This repository has all the code used in the experiments carried out in the paper "SMOGN: a Pre-processing Approach for Imbalanced Regression" [1].
This repository is organized as follows:
- R_Code folder - contains all the code for reproducing the experiments described in the paper;
- Figures folder - contains all the figures obtained from the experimental evaluation on 20 real world data sets;
- Data folder - contains the 20 regression data sets used in the experiments carried out;
The experimental design was implemented in R language. Both code and data are in a format suitable for R environment.
In order to replicate these experiments you will need a working installation of R. Check [https://www.r-project.org/] if you need to download and install it.

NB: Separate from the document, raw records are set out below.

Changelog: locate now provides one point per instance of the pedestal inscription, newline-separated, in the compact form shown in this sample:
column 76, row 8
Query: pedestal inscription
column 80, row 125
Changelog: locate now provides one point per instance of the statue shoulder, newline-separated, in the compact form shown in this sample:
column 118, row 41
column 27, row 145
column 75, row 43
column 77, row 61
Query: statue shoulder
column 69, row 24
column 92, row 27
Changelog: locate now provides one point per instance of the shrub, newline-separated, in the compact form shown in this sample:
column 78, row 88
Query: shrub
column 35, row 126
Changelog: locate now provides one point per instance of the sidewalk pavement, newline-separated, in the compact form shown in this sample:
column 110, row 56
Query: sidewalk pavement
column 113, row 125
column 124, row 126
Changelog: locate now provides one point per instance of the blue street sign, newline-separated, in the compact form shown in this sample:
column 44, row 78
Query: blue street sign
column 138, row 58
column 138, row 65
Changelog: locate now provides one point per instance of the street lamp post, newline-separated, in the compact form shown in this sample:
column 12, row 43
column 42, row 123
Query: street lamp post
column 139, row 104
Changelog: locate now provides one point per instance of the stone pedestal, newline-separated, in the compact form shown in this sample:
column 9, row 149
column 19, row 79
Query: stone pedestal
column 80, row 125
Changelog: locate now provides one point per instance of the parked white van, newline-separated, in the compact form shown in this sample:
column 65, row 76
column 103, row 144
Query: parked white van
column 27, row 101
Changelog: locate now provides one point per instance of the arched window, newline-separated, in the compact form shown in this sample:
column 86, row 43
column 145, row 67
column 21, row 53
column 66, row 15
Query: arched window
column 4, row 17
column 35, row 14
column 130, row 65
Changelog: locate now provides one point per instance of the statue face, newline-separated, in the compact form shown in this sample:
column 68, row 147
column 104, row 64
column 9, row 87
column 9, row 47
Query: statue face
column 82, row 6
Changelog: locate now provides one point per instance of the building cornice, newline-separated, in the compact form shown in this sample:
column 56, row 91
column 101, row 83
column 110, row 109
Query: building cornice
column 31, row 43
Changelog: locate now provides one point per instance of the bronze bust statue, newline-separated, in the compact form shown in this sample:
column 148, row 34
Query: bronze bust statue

In your R installation you also need to install the following additional R packages:
- DMwR
- performanceEstimation
- UBL
- uba
- e1071
- randomForest
- earth
- nnet
All the above packages, with the exception of uba package, can be installed from CRAN Repository directly as any "normal" R package. Essentially you need to issue the following command within R:
install.packages(c("DMwR", "performanceEstimation", UBL", "e1071", "randomForest", "earth", "nnet"))
Additionally, you will need to install uba package from a tar.gz file that you can download from [http://www.dcc.fc.up.pt/~rpribeiro/uba/].
For installing this package issue the following command within R:
install.packages("uba_0.7.7.tar.gz",repos=NULL,dependencies=T)
To replicate the figure in this repository you will also need to install the package:
- ggplot2
As with any R package, we only need to issue the following command:
install.packages("ggplot2")
Check the other README files in each folder to see more detailed instructions on how to run the experiments.
[1] Branco, P. and Torgo, L. and Ribeiro R.P. (2017) "SMOGN: a Pre-processing Approach for Imbalanced Regression" Procedings of Machine Learning Research, LIDTA 2017, Full Paper, Skopje, Macedonia. (to appear).